The team was also able to show that different cell types of the kidney react quite differently to AKI, with the strongest response observed in the epithelial cells of the renal tubules. These are the smallest functional units of the kidney and consist of several segments. It was known from animal models that epithelial cells of a specific early renal tubule segment were mainly affected by AKI. However, the results of the latest studies on human kidney cells have revealed that the epithelial cells of almost all tubule segments are involved in the injury processes. “This illustrates once again how important it is that we study human systems and learn to understand them better,” says Dr. Hinze. “In the different types of epithelial cells, we were able to identify certain molecular patterns that occurred in all patients with AKI, but at individual abundances. In the future, these findings could help doctors to better assess the risk for severe disease progression.”
In clinical practice, physicians ideally need a fast, non-invasive, and precise testing method to clearly diagnose AKI at an early stage. In order to get closer to this vision for the future, Dr. Klocke started searching for epithelial cells in urine samples. Hardly any cells are found in the urine of healthy people. But in those with AKI, epithelial cells detach from the renal tubule and are excreted into the urine.

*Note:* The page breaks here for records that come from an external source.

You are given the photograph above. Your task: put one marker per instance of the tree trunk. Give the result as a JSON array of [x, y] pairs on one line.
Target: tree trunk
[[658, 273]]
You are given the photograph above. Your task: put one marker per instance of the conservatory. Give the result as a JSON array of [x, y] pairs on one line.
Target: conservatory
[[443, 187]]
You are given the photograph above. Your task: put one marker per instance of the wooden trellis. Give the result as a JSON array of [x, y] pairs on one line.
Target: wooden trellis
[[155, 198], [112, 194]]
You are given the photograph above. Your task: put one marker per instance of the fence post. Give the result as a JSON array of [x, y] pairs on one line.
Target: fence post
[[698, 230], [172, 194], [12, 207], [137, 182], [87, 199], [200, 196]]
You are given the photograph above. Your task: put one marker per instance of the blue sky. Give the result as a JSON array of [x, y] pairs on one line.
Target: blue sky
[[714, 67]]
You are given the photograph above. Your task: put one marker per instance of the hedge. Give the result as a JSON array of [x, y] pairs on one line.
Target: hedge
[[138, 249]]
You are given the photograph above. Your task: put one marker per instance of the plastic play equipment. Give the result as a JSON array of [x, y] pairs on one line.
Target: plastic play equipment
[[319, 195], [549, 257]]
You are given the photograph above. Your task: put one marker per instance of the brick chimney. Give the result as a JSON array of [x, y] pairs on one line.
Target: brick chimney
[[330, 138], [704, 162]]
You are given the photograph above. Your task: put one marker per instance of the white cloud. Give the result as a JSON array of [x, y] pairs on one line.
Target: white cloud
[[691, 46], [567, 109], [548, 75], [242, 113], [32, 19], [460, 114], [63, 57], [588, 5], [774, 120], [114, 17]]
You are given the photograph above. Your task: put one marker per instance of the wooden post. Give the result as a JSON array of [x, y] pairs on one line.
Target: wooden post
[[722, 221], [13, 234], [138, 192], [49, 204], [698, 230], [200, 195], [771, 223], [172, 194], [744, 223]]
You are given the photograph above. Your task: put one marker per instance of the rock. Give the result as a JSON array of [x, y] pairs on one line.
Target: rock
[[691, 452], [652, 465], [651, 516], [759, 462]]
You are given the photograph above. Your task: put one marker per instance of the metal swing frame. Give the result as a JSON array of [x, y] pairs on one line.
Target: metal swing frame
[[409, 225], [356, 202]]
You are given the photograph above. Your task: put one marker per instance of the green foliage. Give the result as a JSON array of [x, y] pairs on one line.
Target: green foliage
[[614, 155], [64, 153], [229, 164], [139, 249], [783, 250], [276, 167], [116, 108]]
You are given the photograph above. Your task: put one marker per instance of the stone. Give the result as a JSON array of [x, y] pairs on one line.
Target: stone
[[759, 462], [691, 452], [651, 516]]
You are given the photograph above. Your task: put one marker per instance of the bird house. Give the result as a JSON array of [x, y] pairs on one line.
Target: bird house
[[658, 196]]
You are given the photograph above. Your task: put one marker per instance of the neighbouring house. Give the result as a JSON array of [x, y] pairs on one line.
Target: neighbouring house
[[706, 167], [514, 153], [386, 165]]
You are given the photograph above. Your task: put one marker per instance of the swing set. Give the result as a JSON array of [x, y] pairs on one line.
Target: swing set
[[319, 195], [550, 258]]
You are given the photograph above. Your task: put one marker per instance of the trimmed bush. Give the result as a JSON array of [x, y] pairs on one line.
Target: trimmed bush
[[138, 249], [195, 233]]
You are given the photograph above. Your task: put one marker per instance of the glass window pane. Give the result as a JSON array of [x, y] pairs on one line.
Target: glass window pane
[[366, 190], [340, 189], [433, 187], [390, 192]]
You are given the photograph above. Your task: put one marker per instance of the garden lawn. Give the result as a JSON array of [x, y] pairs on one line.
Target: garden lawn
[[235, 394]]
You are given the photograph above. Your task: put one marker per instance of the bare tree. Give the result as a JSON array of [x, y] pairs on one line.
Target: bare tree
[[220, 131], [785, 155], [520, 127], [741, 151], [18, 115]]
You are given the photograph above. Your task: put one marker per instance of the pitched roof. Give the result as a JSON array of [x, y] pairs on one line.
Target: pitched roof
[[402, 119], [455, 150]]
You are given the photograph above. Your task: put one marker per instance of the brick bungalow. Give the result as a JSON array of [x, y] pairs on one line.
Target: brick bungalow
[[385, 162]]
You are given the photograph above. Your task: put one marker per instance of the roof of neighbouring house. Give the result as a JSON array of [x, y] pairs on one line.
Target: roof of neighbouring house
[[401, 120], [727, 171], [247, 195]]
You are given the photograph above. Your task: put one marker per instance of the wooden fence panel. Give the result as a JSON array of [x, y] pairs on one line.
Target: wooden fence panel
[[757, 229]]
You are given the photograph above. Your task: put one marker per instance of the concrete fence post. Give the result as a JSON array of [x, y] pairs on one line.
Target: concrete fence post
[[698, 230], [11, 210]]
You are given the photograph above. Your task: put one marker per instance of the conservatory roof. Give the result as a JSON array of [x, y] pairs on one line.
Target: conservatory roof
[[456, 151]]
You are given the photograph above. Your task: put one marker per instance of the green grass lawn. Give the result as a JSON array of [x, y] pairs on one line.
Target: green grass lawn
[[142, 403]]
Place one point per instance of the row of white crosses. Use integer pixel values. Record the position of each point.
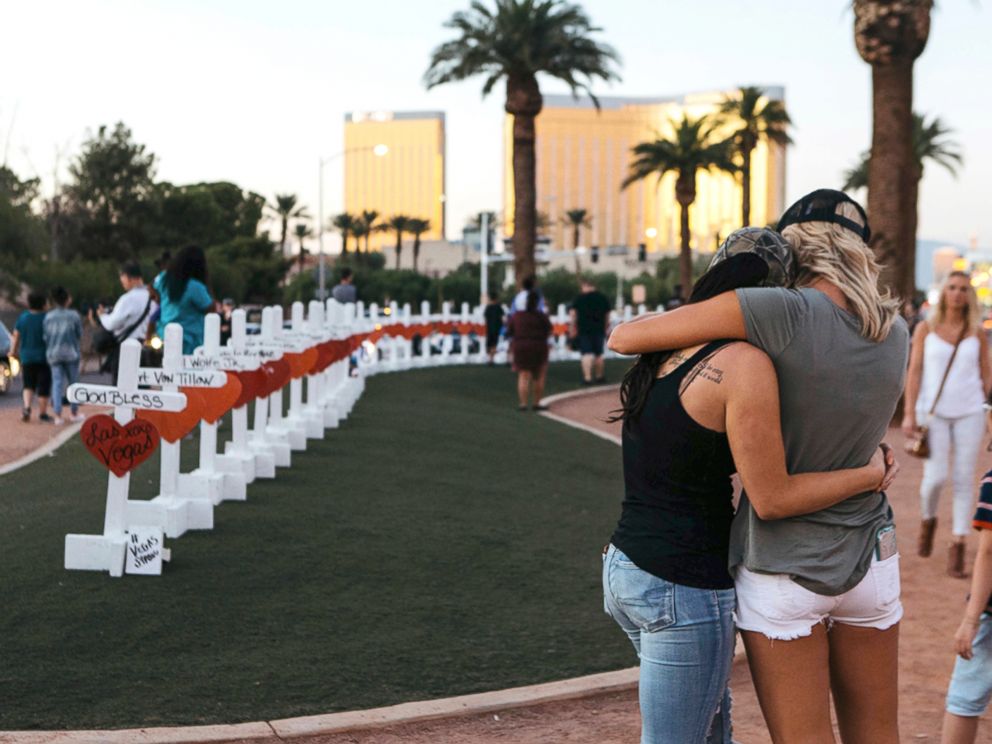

However, since cells do not survive in urine for long, there were initial doubts as to whether the cells would still be intact and whether their molecular state could even be measured using single-cell sequencing. “We processed the urine samples within four to six hours, and it actually worked very well,” says Dr. Klocke. The researchers were able to determine from which segment of the renal tubules the cells came from and which genetic programs they had activated in response to kidney damage. “The information provided by the cells from the urine samples matched that of the corresponding cells from tissue samples,” says Dr. Klocke. “Thus, urine provides us with an uncomplicated and patient-friendly method of obtaining sample material for further investigations – in order to identify biomarkers and, in the long term, perhaps reduce or even replace kidney biopsies.”
With the two current studies, the research team has provided completely new insights into the cellular mechanisms in AKI using single cell sequencing as well as promising approaches for future diagnostic procedures and personalized therapies. In further studies, they plan to enroll a larger number of patients, investigate the cellular responses in different underlying diseases, and uncover other fundamental molecular mechanisms of AKI using cell cultures.
*Hinze C et al. Single-cell transcriptomics reveals common epithelial response patterns in human acute kidney injury. Genome Med 103, 2022. doi: https://doi.org/10.1186/s13073-022-01108-9
**Klocke J et al. Urinary single-cell sequencing captures intrarenal injury and repair processes in human acute kidney injury. Kidney Int Aug 29, 2022. doi: https://doi.org/10.1016/j.kint.2022.07.032
Collaborative Research Center “Renoprotection”
The two studies were conducted in the context of the Collaborative Research Center (CRC) 1365 “Renoprotection,” which is funded by the German Research Foundation. The interdisciplinary research consortium aims to better understand the overarching injury mechanisms involved in acute kidney injury and chronic kidney disease, as well as to identify potential therapeutic targets.